City of Toronto EMS paramedics urge all Toronto residents to exercise caution and common sense when shovelling snow.

“Every year our paramedics have to deal with preventable deaths from apparent heart attacks related to snow shovelling,” said Bruce Farr, Chief and General Manager of Toronto EMS. “For certain people, snow shovelling may be the trigger for this sudden and silent killer. Healthy middle-aged or older men and women may be at increased risk when attempting to shovel, especially when the snow is wet and heavy.”

Shovelling is a strenuous activity with physical effects equivalent to intense treadmill running. Cold weather and snow shovelling work independently to increase blood pressure and heart rate making the combination deadly.

Inhalation of cold air can trigger constriction of the coronary arteries, diminishing oxygen supply to the heart.

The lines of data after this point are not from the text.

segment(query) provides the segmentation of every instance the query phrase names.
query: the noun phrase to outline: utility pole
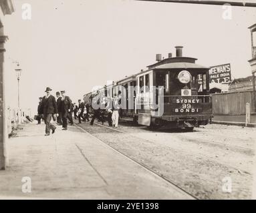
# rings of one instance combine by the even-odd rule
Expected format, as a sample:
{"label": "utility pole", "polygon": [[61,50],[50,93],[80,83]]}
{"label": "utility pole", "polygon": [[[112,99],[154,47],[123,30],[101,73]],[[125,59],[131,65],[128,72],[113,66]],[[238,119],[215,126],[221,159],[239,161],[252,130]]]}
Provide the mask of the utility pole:
{"label": "utility pole", "polygon": [[18,122],[19,124],[21,124],[21,110],[19,102],[19,80],[21,75],[21,69],[19,68],[19,63],[17,63],[17,68],[15,69],[17,73],[17,80],[18,81]]}
{"label": "utility pole", "polygon": [[12,0],[0,1],[0,170],[5,169],[7,161],[6,140],[7,139],[7,126],[5,122],[5,78],[4,78],[4,53],[5,43],[7,37],[3,31],[4,15],[11,15],[14,12]]}
{"label": "utility pole", "polygon": [[256,91],[255,91],[255,73],[256,73],[256,41],[253,37],[256,35],[256,24],[249,27],[251,31],[251,59],[248,61],[251,67],[253,75],[253,97],[252,97],[252,112],[256,112]]}

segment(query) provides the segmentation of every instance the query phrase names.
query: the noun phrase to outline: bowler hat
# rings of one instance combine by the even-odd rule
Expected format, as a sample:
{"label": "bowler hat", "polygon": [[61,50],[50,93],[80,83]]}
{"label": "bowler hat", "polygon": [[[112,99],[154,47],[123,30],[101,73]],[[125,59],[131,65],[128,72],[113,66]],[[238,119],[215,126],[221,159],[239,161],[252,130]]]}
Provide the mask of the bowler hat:
{"label": "bowler hat", "polygon": [[52,89],[51,88],[46,87],[45,92],[47,92],[47,91],[52,91]]}

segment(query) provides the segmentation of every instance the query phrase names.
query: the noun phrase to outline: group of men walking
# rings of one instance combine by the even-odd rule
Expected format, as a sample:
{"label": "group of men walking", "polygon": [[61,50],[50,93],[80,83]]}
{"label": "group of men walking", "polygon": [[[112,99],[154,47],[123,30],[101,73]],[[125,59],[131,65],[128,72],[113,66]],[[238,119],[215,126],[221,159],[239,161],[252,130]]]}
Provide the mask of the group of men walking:
{"label": "group of men walking", "polygon": [[[71,125],[74,124],[72,114],[74,113],[74,118],[78,118],[79,123],[82,120],[90,122],[89,119],[89,105],[85,105],[81,100],[78,100],[78,106],[73,104],[72,100],[68,96],[66,95],[65,91],[56,93],[56,98],[51,95],[52,89],[47,87],[45,90],[46,95],[43,97],[39,97],[39,103],[37,108],[37,120],[38,124],[41,123],[41,119],[44,120],[45,124],[45,136],[50,134],[50,130],[53,134],[56,129],[53,124],[51,123],[51,118],[57,121],[57,124],[62,125],[62,130],[68,129],[68,122]],[[119,93],[118,95],[120,95]],[[111,126],[118,127],[118,103],[117,99],[114,99],[114,107],[108,105],[106,110],[108,112],[108,122]],[[111,102],[112,103],[112,102]],[[93,125],[94,120],[98,118],[100,121],[104,122],[104,112],[98,108],[94,110],[93,116],[90,121],[90,124]]]}
{"label": "group of men walking", "polygon": [[72,102],[70,98],[66,95],[65,91],[62,91],[56,93],[56,101],[55,97],[51,94],[51,88],[46,88],[46,95],[39,98],[40,102],[37,108],[38,124],[41,123],[41,118],[43,118],[45,124],[45,136],[50,134],[50,130],[53,134],[56,129],[56,126],[51,123],[51,118],[53,120],[57,120],[58,124],[62,125],[63,130],[68,129],[68,120],[71,125],[74,124],[72,116]]}

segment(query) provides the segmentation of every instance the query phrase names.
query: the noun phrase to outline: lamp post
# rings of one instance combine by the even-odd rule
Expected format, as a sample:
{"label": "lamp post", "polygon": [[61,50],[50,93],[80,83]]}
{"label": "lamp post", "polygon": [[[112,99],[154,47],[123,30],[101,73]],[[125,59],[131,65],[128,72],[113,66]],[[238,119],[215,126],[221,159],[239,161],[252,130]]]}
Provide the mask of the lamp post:
{"label": "lamp post", "polygon": [[19,63],[17,63],[17,68],[15,69],[15,72],[17,75],[17,80],[18,81],[18,123],[19,124],[21,124],[21,110],[19,102],[19,80],[21,75],[21,69],[19,67]]}
{"label": "lamp post", "polygon": [[252,110],[256,112],[256,91],[255,91],[255,73],[256,73],[256,41],[253,38],[256,37],[256,24],[249,27],[251,31],[251,57],[249,61],[251,67],[251,73],[253,75],[253,105]]}

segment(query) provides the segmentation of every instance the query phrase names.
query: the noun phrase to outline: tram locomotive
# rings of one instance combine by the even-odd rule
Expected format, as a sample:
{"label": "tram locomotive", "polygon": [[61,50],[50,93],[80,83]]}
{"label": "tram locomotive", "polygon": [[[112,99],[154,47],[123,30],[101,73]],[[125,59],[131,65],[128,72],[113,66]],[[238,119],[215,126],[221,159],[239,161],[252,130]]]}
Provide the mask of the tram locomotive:
{"label": "tram locomotive", "polygon": [[122,109],[121,116],[132,117],[138,124],[153,128],[193,130],[207,124],[213,117],[209,67],[197,64],[195,58],[182,57],[182,47],[175,48],[175,57],[169,53],[162,59],[158,54],[157,62],[146,70],[113,82],[94,94],[88,93],[84,101],[106,96],[110,89],[117,94],[118,86],[123,86],[128,107]]}

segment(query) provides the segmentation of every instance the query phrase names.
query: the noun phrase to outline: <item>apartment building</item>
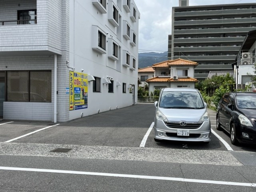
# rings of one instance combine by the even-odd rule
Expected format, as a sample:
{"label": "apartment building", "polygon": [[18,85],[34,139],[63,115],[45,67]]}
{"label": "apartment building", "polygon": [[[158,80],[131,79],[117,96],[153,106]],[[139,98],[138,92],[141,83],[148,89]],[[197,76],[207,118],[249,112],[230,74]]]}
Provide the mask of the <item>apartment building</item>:
{"label": "apartment building", "polygon": [[256,29],[256,3],[188,6],[188,2],[180,1],[180,6],[172,8],[168,59],[198,63],[194,78],[198,80],[210,72],[232,70],[247,33]]}
{"label": "apartment building", "polygon": [[0,117],[66,122],[137,102],[133,0],[0,0]]}

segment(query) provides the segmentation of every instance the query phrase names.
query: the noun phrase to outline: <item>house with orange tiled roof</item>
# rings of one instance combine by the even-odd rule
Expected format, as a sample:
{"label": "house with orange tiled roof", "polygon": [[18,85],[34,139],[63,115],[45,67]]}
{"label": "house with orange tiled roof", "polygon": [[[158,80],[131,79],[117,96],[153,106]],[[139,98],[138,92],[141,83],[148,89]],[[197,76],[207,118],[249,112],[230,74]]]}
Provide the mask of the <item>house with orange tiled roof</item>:
{"label": "house with orange tiled roof", "polygon": [[141,82],[141,84],[139,84],[140,87],[144,87],[145,84],[148,85],[146,81],[149,78],[154,77],[155,70],[152,66],[145,67],[138,69],[138,78]]}
{"label": "house with orange tiled roof", "polygon": [[194,71],[198,64],[196,62],[180,58],[153,64],[154,76],[146,80],[149,92],[165,87],[194,88],[198,80],[194,78]]}

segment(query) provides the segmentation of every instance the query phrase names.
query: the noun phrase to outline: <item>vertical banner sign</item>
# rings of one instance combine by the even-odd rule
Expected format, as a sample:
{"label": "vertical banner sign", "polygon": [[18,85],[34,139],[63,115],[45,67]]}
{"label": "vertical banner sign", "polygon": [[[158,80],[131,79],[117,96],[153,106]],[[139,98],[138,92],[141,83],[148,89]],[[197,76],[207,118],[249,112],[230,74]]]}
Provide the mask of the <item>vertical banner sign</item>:
{"label": "vertical banner sign", "polygon": [[88,76],[69,72],[69,110],[88,107]]}

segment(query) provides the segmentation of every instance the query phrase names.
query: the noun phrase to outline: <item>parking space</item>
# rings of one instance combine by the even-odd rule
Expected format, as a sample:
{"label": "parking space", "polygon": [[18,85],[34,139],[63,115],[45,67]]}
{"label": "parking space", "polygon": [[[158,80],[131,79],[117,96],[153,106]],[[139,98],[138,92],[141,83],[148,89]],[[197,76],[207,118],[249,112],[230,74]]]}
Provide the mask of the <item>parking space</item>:
{"label": "parking space", "polygon": [[152,129],[155,110],[153,104],[139,103],[59,124],[3,120],[0,122],[0,142],[256,152],[254,146],[250,145],[232,145],[228,134],[216,129],[216,113],[210,109],[208,112],[212,129],[218,135],[212,134],[209,144],[172,141],[156,143]]}

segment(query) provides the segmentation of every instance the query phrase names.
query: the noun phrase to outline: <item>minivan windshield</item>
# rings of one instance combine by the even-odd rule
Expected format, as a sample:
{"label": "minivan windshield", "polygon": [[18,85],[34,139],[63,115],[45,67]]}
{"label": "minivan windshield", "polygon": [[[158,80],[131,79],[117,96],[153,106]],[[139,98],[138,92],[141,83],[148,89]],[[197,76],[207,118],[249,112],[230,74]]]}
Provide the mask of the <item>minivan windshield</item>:
{"label": "minivan windshield", "polygon": [[202,109],[204,102],[199,93],[190,91],[166,91],[162,94],[159,106],[161,108]]}
{"label": "minivan windshield", "polygon": [[256,109],[256,94],[237,96],[236,98],[237,106],[239,108]]}

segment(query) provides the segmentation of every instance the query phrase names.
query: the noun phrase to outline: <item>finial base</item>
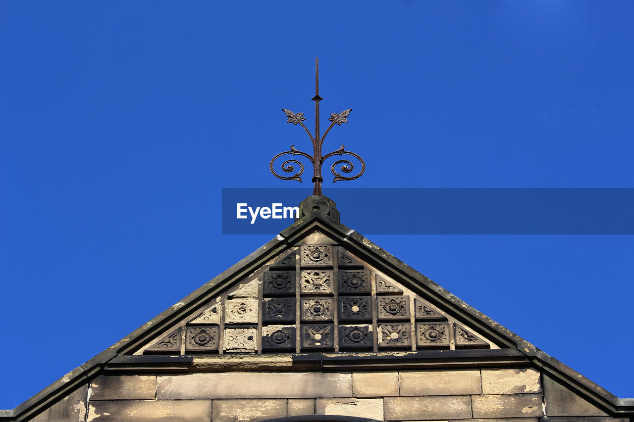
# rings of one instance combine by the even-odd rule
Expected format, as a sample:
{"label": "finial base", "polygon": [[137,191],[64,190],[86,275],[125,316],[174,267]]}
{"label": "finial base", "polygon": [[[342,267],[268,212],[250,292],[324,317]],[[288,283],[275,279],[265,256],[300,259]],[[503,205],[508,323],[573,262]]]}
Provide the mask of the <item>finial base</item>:
{"label": "finial base", "polygon": [[[307,215],[327,215],[339,222],[339,211],[335,207],[335,205],[328,196],[311,195],[299,203],[299,219]],[[295,219],[295,221],[299,219]]]}

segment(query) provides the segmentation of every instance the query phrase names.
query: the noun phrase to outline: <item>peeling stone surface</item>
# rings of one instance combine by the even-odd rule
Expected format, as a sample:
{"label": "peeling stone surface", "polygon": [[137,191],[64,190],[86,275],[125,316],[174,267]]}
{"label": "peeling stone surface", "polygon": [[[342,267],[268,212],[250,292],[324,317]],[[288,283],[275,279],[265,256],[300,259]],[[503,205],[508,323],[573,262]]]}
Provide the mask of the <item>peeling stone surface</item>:
{"label": "peeling stone surface", "polygon": [[316,409],[317,414],[383,420],[382,399],[318,399]]}
{"label": "peeling stone surface", "polygon": [[474,395],[474,418],[543,416],[541,394]]}
{"label": "peeling stone surface", "polygon": [[305,414],[314,414],[314,399],[289,399],[287,416],[301,416]]}
{"label": "peeling stone surface", "polygon": [[90,383],[90,400],[152,400],[156,380],[154,375],[101,375]]}
{"label": "peeling stone surface", "polygon": [[157,398],[258,399],[352,397],[349,373],[228,373],[159,376]]}
{"label": "peeling stone surface", "polygon": [[[212,420],[214,422],[250,422],[285,416],[286,400],[283,399],[214,400]],[[209,415],[204,420],[209,422]]]}
{"label": "peeling stone surface", "polygon": [[385,397],[386,421],[436,421],[471,418],[468,395],[429,397]]}
{"label": "peeling stone surface", "polygon": [[88,385],[86,384],[30,420],[32,422],[84,422],[87,393]]}
{"label": "peeling stone surface", "polygon": [[484,394],[540,393],[540,373],[530,368],[483,369],[482,388]]}
{"label": "peeling stone surface", "polygon": [[209,422],[210,414],[210,400],[100,400],[91,402],[86,422]]}
{"label": "peeling stone surface", "polygon": [[398,373],[354,373],[353,374],[353,395],[356,397],[398,395]]}
{"label": "peeling stone surface", "polygon": [[425,371],[399,374],[401,395],[480,394],[479,371]]}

The increase in heart rate and blood pressure can dislodge fragments of cholesterol plaques from blood vessel walls that can lead to clots, reducing oxygen supply and possibly a heart attack.

If you are over 40 years of age and have a history of heart disease, high blood pressure or elevated cholesterol, or if you are a smoker, overweight or lead a sedentary lifestyle, you are at risk of a heart attack every time you shovel snow. If possible, consider buying a snowblower or hiring someone to shovel for you until you can improve your health and reduce your risk of suffering a heart attack.

If you decide to shovel, do warm up exercises outside (vigorous walking and some stretching) to increase your heart rate gradually and allow your body to get accustomed to the cold. When you shovel, start gradually, and avoid heavy lifting by shovelling small amounts of snow at a time. Bend your legs so that you use large muscle groups to avoid back strain. Use a small, light plastic shovel. Pace yourself and take breaks when you feel tired or out of breath.

Stop if you experience any of the following feelings or sensations:
• pressure or crushing pain in your chest, some sweating, nausea or vomiting
• pain that starts in your chest and extends to your jaw, left arm or left shoulder
• tightness in your chest
• any abnormal or prolonged shortness of breath
• a feeling of “heartburn” that can mimic a heart attack.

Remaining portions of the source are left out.